The high road, and the low road. Civilizations have always been saved by leaders who’ve chosen the former route, and destroyed by those who’ve chosen the latter, through cynical postmodern revisionist histories try to blur that unyielding reality.
Abraham Lincoln referred to the organizing method of the high road as an appeal to the “better angels of our nature.” In his first inaugural address he coined this famous phrase that resonates directly to human souls when it is invoked. It’s meaning is unmistakable on a core human level.
Presumptive Democratic presidential nominee Hillary Clinton set the tone for just this approach with her perfectly-timed speech at the Old State House in Springfield, Illinois, yesterday. The day after two major national events spoke to the merits of unity and common interests – Clinton’s event where her primary rival Sen. Bernie Sanders endorsed her and the moving memorial ceremony in Dallas where President Obama was joined by former President G. W. Bush in an appeal for healing the divide between law enforcement and disenfranchised minorities – Clinton underscored the need for a national leadership that will bring the nation together, not tear it apart.
The location of her remarks was symbolic and poignant. That was where presidential candidate Abraham Lincoln kicked off his campaign two years before he was elected, delivered his famous “House Divided” speech against slavery, saying, “A house divided against itself cannot stand.”
“Let’s think better of each other,” she said. “Let’s hold together in the face of our challenges, not turn on each other or tear each other down. Let’s put ourselves in the shoes of police officers, kissing their kids and spouses goodbye every day and heading off to a dangerous job we need them to do.
“Let’s put ourselves in the shoes of African Americans and Latinos, and try as best we can to imagine what it would be like if we have to have ‘the talk’ with our kids about how carefully they need to act because the slightest wrong move could get them hurt or killed,” she went on, and she didn’t stop there:
“Let’s put ourselves in the shoes of Donald Trump supporters. We may disagree on the causes and the solutions and the challenges we face, but I believe like anyone else, they’re trying to figure out their place in a fast-changing America.”
She said, “We’ve got to reclaim the promise of America for all our people, no matter who they vote for,” adding, “My life’s work is built on the conviction that we are stronger together, not separated into factions or sides, not shouting over each other but together.”
It was in the context of this spirit that Clinton assailed her presumptive GOP rival Donald Trump because his campaign “adds up to an ugly, dangerous message to America, a message that you should be afraid, afraid of people whose ethnicity is different, or religious faith is different, or who were born in a different country or hold different political beliefs.”

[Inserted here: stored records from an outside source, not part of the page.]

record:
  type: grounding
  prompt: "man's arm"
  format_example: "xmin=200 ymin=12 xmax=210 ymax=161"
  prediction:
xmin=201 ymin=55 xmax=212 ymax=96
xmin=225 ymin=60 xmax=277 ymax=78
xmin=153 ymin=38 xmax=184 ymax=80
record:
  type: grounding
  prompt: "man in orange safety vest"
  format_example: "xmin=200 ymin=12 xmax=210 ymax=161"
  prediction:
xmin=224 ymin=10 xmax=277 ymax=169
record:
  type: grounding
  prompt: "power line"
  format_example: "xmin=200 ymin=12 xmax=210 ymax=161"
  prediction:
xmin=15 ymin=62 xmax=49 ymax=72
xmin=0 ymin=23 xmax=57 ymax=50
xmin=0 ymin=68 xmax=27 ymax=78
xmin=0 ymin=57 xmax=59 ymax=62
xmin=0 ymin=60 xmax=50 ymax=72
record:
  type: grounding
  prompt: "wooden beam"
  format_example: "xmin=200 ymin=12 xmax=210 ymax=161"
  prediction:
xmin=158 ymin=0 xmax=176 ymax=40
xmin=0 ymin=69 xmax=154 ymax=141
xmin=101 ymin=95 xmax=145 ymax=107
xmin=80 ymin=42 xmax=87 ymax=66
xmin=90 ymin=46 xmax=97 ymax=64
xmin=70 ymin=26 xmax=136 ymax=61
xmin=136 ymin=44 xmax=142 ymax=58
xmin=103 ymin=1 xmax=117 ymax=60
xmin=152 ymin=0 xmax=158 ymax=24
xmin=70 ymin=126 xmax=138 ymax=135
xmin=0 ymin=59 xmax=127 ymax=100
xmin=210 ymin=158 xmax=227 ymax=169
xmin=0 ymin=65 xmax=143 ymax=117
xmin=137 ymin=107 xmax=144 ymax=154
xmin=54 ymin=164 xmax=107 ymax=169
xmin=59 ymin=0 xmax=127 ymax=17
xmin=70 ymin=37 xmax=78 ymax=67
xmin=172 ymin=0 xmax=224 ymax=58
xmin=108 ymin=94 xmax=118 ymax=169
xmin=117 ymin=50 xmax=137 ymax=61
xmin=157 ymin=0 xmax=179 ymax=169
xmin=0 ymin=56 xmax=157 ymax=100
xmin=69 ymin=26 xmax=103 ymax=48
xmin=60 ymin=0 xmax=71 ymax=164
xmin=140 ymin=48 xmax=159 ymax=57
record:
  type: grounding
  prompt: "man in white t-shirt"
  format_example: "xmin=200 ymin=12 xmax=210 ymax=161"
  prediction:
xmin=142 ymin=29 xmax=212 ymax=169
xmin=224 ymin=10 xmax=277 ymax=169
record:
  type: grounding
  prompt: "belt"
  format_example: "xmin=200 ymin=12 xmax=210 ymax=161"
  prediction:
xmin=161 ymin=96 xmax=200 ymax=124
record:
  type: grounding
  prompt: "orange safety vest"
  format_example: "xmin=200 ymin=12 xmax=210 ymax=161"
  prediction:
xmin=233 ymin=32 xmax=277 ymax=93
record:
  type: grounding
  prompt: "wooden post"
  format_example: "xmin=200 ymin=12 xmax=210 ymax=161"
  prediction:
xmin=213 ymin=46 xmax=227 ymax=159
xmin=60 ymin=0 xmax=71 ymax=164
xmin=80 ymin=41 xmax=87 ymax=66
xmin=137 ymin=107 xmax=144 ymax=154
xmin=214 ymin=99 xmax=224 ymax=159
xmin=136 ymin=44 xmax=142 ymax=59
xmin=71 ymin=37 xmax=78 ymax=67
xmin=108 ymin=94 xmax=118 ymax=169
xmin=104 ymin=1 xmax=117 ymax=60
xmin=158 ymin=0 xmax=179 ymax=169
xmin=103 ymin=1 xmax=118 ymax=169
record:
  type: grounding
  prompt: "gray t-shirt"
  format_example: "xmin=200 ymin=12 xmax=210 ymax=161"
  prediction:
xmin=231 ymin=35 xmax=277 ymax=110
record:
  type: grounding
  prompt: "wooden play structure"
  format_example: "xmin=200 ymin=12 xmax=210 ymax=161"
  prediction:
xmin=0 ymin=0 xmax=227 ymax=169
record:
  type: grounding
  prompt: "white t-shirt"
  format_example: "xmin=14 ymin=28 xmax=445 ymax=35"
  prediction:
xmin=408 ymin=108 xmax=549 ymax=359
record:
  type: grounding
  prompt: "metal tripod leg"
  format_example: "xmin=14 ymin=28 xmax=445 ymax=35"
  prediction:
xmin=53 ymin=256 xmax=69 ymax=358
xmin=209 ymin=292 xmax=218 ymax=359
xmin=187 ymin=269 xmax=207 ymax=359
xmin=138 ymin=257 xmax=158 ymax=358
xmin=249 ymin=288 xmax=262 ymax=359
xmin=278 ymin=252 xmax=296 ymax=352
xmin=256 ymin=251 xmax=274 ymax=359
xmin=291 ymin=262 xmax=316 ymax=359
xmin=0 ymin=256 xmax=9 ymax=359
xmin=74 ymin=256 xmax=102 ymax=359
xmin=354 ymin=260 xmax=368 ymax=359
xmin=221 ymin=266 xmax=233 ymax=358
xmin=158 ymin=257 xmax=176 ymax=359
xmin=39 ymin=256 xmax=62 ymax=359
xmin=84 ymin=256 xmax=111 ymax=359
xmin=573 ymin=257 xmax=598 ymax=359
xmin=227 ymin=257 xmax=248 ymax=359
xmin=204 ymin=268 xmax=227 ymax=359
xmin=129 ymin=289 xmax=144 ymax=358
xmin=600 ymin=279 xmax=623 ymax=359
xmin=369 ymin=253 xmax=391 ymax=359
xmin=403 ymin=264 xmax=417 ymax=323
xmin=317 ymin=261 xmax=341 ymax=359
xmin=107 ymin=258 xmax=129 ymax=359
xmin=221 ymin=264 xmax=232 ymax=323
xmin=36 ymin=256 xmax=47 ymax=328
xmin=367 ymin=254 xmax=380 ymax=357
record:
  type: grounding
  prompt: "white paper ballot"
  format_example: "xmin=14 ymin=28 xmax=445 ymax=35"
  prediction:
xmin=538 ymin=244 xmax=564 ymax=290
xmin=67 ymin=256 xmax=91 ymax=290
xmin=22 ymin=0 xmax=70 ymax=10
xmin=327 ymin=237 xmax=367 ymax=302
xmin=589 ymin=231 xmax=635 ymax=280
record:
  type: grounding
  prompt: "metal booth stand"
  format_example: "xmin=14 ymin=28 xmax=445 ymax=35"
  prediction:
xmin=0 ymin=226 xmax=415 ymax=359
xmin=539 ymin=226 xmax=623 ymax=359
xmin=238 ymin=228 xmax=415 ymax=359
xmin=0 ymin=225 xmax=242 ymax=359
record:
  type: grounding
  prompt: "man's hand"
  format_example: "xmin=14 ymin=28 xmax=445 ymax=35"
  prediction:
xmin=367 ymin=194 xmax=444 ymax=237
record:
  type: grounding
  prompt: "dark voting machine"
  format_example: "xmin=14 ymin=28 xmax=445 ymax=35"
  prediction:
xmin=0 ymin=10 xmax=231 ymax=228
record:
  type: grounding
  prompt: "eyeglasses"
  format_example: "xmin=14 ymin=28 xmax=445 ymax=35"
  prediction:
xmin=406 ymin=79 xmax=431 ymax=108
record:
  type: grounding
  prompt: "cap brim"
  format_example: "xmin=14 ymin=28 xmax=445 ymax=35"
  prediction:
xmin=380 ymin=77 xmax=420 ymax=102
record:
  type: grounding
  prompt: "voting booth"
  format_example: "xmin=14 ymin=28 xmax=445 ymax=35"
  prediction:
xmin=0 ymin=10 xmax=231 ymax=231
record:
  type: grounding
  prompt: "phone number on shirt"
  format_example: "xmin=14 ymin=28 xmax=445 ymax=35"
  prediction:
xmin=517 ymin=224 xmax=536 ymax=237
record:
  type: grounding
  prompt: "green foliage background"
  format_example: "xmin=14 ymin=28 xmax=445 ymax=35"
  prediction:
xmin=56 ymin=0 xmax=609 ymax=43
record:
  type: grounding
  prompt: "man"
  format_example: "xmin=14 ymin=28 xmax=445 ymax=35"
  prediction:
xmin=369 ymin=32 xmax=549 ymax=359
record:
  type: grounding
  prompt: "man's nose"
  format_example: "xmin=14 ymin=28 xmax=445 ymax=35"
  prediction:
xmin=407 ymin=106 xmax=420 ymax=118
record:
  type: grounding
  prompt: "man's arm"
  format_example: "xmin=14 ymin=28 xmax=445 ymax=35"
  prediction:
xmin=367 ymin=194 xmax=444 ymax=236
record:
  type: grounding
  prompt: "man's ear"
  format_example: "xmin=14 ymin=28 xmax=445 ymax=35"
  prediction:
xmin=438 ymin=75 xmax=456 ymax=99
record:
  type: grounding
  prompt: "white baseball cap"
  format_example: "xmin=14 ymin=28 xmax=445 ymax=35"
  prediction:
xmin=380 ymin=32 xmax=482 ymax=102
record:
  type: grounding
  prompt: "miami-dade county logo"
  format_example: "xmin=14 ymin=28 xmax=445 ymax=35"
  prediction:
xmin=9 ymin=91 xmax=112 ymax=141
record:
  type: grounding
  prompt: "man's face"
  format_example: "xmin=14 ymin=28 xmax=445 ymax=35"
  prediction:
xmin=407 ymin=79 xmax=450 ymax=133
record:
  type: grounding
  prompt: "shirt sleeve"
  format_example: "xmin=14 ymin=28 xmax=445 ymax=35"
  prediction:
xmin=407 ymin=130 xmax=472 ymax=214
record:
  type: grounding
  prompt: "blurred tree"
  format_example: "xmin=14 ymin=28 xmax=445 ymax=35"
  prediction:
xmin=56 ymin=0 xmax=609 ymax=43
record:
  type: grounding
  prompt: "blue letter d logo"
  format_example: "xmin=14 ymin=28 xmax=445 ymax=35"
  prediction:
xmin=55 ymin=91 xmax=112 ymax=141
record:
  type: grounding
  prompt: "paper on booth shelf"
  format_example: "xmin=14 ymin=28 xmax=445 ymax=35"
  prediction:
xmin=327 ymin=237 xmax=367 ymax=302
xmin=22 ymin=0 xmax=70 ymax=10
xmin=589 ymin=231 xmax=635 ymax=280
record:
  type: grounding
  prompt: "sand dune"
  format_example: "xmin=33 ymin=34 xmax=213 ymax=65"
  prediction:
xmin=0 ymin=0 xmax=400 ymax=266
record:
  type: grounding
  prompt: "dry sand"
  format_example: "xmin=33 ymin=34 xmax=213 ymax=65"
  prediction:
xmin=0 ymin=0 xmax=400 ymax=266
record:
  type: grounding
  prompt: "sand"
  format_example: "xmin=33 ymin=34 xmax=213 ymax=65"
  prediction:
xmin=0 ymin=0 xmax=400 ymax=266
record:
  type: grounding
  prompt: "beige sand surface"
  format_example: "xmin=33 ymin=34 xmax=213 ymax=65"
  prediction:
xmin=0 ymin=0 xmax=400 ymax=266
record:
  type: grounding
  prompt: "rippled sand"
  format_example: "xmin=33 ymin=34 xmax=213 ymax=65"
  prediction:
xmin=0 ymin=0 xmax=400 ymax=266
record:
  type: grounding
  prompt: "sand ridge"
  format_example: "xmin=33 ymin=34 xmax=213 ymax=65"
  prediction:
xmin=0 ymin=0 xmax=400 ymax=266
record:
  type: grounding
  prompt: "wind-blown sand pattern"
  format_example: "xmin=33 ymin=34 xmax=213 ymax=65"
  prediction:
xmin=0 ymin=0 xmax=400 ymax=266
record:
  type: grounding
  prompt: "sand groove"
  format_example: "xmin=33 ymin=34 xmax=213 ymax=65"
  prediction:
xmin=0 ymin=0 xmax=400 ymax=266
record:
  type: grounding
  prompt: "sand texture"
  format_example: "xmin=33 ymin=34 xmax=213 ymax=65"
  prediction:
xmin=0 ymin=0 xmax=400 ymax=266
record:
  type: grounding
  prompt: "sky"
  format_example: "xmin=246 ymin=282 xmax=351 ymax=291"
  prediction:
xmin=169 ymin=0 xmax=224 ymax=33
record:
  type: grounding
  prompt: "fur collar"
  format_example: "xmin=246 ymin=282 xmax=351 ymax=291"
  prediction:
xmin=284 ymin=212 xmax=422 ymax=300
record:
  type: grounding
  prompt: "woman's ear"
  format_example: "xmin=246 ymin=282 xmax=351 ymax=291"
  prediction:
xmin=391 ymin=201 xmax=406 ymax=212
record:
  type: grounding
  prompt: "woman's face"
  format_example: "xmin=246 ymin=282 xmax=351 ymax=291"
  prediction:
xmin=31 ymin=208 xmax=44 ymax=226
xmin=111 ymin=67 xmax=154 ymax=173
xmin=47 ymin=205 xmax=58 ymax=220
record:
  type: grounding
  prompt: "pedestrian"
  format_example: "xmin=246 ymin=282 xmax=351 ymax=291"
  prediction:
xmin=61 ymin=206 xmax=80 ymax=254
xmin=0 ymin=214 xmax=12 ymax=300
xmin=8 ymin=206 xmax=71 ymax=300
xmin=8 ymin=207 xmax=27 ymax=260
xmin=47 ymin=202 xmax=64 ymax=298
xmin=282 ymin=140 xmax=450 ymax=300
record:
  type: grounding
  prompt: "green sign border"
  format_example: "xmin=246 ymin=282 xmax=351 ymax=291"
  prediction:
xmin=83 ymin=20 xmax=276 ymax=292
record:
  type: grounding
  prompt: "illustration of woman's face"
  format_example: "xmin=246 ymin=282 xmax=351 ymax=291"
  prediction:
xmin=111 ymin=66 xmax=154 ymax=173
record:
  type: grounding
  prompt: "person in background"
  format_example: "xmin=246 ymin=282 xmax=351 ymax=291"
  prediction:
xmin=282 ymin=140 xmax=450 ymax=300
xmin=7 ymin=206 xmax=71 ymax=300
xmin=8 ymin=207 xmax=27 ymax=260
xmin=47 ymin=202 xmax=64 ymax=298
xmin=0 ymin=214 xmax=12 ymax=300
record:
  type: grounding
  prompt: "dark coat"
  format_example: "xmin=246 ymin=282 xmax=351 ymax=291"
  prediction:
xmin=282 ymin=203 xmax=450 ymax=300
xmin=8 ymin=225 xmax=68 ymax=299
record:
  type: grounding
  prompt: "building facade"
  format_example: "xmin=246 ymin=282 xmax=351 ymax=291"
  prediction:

It is sad when one is forced to conclude that too much of the 24 hour TV news punditry is simply incapable of “getting” the point of what’s being said. In this case, the coverage centered on the “scathing attack” that Clinton unleashed against Trump, without providing any context for such attacks, except to say that they were aimed at Trump’s character. They then add, “Well, the American people have a problem with Clinton’s character, as well,” dismissing the substance of Clinton’s remarks with a lowest common denominator “he says, she says” resolution.
But the two campaigns are not moral equivalencies, not by a long shot.
Next week America will be presented with the spectacle of the GOP eating its own fecal matter, faced with the unsavory inevitability of a Trump debacle of its own making.
Those desperate Republicans fighting to stop the catastrophe at the convention must know that their predicament has come because for the entire time that President Obama has been in office, their party has incited its supporters to take the low road of divisiveness, division, bigotry and hate.